A new study suggests teens who are offered free or low-cost rapid HIV testing are often willing to accept the test.
Although the Centers for Disease Control and Prevention recommends routine HIV testing for everyone between the ages of 13-64 as part of their regular medical care, testing rates remain low among adolescents. However, a new study from the Bradley Hasbro Children’s Research Center suggests teens who are offered free or low-cost rapid HIV testing are often willing to accept the test.
According to findings published in the May 2011 issue of the Journal of Adolescent Health, more than half of all adolescents accepted a free rapid HIV test immediately following an HIV risk assessment survey.
The study included 81 at-risk adolescents between the ages of 15-21. More than half of all participants were boys, while 34 percent were Latino and 25 percent were African-American. Overall, 53 percent of teens in the study accepted the free HIV test, with African-American teens more likely to agree to testing compared to Latino youth (75 percent vs. 39 percent).
“Given that many adolescents are willing to know their HIV status, policies that support free or low-cost routine testing may ultimately help identify more cases of HIV among teens,” said lead author Rebecca Swenson, Ph.D., a child psychologist with the Bradley Hasbro Children’s Research Center. “Our findings suggest that widespread routine testing is a viable HIV prevention strategy for this particular age group.”
With Latinos a growing segment of the population, researchers say clinicians need to better understand why this group is less willing to be tested so approaches can be developed to increase test acceptance among Latino teens.
“Making HIV/AIDS education and testing outreach services available to adolescents through school-based health centers would help to eliminate barriers to accessing health care that many low-income and ethnic minority families face,” says Swenson.
According to Swenson, researchers were also surprised to find that teens with only one sexual partner were nearly five times more likely to accept testing than their peers with multiple partners, who are at higher HIV risk. “It may be that teens reporting only partner may have recently become sexually active with their first partner and had been interested in testing following their first sexual experience,” she says.

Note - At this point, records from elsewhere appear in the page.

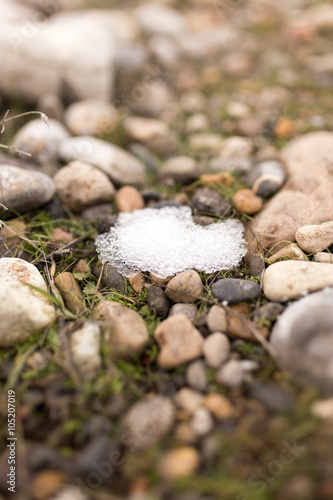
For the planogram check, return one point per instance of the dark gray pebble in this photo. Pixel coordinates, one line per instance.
(158, 300)
(235, 290)
(208, 201)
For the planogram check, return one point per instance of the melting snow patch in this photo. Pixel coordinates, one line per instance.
(166, 242)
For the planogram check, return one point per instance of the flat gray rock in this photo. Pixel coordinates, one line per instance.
(24, 190)
(303, 340)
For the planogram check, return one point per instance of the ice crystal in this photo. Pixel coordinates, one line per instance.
(166, 242)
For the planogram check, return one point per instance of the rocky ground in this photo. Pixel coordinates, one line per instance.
(182, 381)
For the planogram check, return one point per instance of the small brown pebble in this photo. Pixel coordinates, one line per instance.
(245, 201)
(284, 127)
(128, 199)
(46, 483)
(137, 283)
(219, 406)
(178, 463)
(70, 292)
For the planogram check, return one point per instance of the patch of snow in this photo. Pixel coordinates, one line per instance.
(166, 242)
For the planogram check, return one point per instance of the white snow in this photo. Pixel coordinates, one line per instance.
(166, 242)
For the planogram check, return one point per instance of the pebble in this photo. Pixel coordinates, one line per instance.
(80, 186)
(315, 238)
(266, 177)
(147, 422)
(216, 349)
(119, 165)
(291, 279)
(245, 201)
(124, 329)
(196, 376)
(144, 129)
(185, 287)
(271, 396)
(323, 409)
(137, 283)
(233, 290)
(42, 141)
(23, 190)
(180, 169)
(47, 483)
(290, 252)
(85, 349)
(324, 257)
(188, 310)
(91, 117)
(30, 311)
(219, 406)
(231, 374)
(308, 193)
(179, 342)
(206, 200)
(180, 463)
(303, 340)
(217, 319)
(202, 421)
(128, 198)
(257, 265)
(188, 399)
(158, 300)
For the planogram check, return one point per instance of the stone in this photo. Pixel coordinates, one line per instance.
(291, 279)
(290, 252)
(257, 265)
(208, 201)
(188, 399)
(196, 375)
(70, 292)
(324, 257)
(216, 349)
(202, 421)
(266, 177)
(119, 165)
(233, 290)
(124, 329)
(128, 198)
(179, 463)
(231, 374)
(188, 310)
(160, 19)
(22, 190)
(23, 310)
(111, 278)
(315, 238)
(217, 319)
(245, 201)
(144, 129)
(85, 349)
(137, 283)
(180, 169)
(219, 406)
(158, 300)
(184, 287)
(80, 185)
(47, 483)
(91, 117)
(179, 341)
(308, 193)
(302, 339)
(41, 140)
(86, 71)
(147, 422)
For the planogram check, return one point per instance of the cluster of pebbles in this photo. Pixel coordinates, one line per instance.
(94, 161)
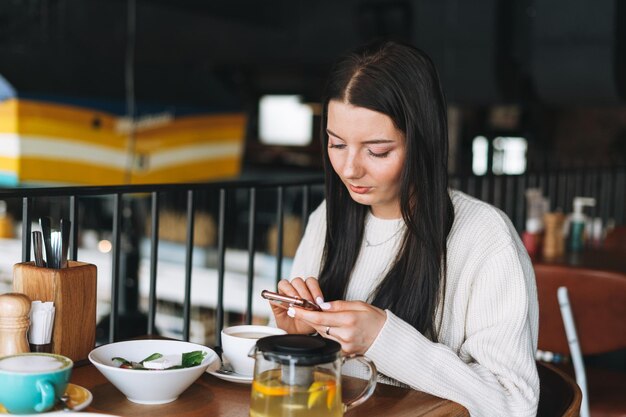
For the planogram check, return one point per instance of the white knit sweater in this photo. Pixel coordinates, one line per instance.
(484, 359)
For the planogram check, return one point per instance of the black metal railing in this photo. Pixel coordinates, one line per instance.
(608, 186)
(74, 194)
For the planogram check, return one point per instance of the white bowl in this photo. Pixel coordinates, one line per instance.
(153, 386)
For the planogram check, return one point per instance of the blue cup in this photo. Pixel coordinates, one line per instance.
(33, 382)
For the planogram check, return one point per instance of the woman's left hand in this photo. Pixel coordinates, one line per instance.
(354, 324)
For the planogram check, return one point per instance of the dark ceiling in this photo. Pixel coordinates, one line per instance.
(222, 53)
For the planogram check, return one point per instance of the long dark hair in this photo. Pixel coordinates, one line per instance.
(400, 81)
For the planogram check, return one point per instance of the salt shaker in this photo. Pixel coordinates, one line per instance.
(14, 322)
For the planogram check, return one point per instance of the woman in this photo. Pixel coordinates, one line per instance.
(432, 285)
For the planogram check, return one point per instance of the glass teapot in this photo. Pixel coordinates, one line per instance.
(300, 376)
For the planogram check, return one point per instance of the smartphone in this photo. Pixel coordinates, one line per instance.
(290, 301)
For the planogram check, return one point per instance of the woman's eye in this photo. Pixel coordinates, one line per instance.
(383, 154)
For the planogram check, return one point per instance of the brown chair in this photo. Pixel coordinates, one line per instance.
(616, 239)
(598, 303)
(559, 394)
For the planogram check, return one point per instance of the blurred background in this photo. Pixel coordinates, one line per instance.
(157, 91)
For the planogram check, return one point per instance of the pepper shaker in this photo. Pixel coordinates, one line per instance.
(14, 322)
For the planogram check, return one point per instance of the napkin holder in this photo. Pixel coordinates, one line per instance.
(74, 293)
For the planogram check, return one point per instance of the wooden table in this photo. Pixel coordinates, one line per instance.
(597, 259)
(210, 396)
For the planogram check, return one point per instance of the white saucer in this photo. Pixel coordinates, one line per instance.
(234, 377)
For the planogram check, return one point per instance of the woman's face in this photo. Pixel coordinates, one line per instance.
(367, 152)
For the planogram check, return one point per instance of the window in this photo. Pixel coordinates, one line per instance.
(480, 155)
(508, 155)
(285, 120)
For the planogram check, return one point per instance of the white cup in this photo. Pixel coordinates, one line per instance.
(237, 341)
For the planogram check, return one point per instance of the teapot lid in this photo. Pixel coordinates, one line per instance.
(299, 349)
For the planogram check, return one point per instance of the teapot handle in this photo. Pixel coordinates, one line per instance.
(371, 384)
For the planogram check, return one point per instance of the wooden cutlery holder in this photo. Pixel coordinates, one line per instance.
(74, 293)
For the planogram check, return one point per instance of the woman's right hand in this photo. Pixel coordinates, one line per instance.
(308, 289)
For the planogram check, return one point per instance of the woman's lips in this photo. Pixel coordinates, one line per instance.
(358, 190)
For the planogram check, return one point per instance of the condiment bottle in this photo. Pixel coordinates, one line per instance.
(6, 222)
(14, 322)
(553, 240)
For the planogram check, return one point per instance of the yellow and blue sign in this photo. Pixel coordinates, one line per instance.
(52, 142)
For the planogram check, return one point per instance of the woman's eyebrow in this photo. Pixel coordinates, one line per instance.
(367, 142)
(331, 133)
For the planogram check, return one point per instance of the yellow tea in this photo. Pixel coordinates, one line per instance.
(272, 398)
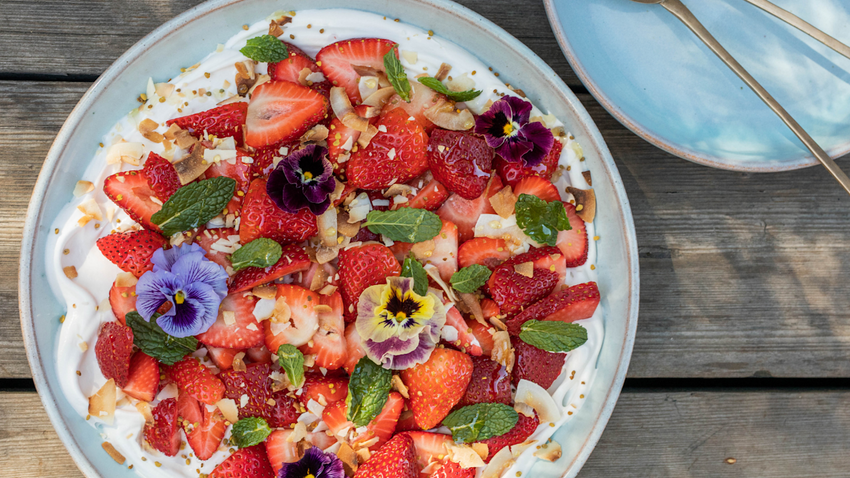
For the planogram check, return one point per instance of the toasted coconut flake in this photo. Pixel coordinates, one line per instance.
(102, 403)
(504, 202)
(585, 203)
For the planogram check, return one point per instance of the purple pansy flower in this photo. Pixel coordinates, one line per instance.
(303, 179)
(314, 464)
(506, 128)
(185, 277)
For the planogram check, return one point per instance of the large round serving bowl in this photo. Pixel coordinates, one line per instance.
(188, 38)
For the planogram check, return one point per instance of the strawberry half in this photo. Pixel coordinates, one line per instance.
(131, 251)
(282, 111)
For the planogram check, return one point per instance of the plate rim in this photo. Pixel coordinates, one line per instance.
(35, 212)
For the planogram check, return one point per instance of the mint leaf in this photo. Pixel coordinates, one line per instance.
(469, 279)
(481, 421)
(265, 49)
(407, 224)
(292, 361)
(414, 268)
(396, 74)
(249, 432)
(194, 204)
(152, 340)
(368, 390)
(439, 87)
(553, 335)
(540, 220)
(260, 252)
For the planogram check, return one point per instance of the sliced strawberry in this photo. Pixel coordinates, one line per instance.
(293, 259)
(143, 377)
(465, 212)
(282, 111)
(336, 61)
(573, 243)
(244, 333)
(226, 121)
(396, 154)
(537, 186)
(461, 161)
(131, 251)
(131, 192)
(161, 176)
(262, 218)
(113, 350)
(575, 303)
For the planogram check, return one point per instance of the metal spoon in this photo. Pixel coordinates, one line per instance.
(680, 11)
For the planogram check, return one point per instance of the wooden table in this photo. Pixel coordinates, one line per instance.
(740, 365)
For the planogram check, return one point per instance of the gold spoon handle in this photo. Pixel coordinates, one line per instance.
(677, 8)
(802, 25)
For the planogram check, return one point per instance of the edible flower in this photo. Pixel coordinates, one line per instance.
(314, 464)
(194, 286)
(303, 179)
(399, 328)
(507, 129)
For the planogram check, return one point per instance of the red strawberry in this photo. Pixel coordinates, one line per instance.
(393, 460)
(132, 250)
(491, 383)
(483, 251)
(197, 380)
(163, 434)
(161, 176)
(461, 161)
(437, 385)
(294, 259)
(243, 334)
(573, 243)
(336, 61)
(535, 365)
(575, 303)
(131, 192)
(222, 121)
(113, 350)
(361, 267)
(143, 378)
(512, 173)
(519, 433)
(262, 218)
(465, 212)
(396, 155)
(537, 186)
(282, 111)
(251, 462)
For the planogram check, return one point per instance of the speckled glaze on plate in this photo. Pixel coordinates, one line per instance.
(658, 79)
(188, 38)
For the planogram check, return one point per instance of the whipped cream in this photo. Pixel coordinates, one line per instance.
(200, 88)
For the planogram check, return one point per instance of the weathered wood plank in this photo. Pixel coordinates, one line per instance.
(651, 434)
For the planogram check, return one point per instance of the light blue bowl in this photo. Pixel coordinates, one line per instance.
(191, 36)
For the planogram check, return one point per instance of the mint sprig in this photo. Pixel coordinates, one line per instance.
(540, 220)
(413, 268)
(407, 224)
(439, 87)
(194, 204)
(292, 361)
(396, 74)
(262, 252)
(481, 421)
(250, 431)
(470, 278)
(368, 390)
(265, 49)
(552, 335)
(152, 340)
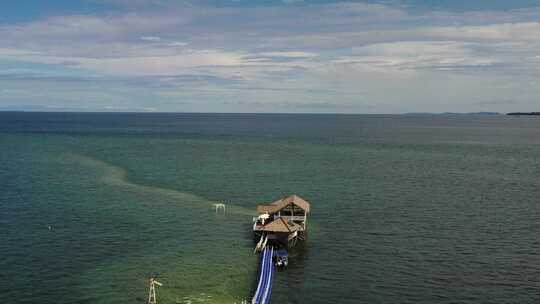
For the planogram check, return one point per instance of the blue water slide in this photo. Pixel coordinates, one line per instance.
(264, 288)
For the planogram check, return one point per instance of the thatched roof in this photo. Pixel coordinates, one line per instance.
(284, 202)
(281, 225)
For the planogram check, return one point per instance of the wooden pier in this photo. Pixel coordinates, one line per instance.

Alternatively, researchers add it’s also possible that teens who feel they are in a monogamous relationship may have been curious about their HIV status as a precursor to, or consequence of, discontinuing condom use.
“This scenario is likely, given that inconsistent condom use with a serious partner was associated with a significant increase in test acceptance,” notes Swenson. “While it’s encouraging that these teens are being tested, health care workers should continue to promote the use of condoms in monogamous relationships to prevent the transmission of sexually transmitted diseases and unplanned pregnancy.”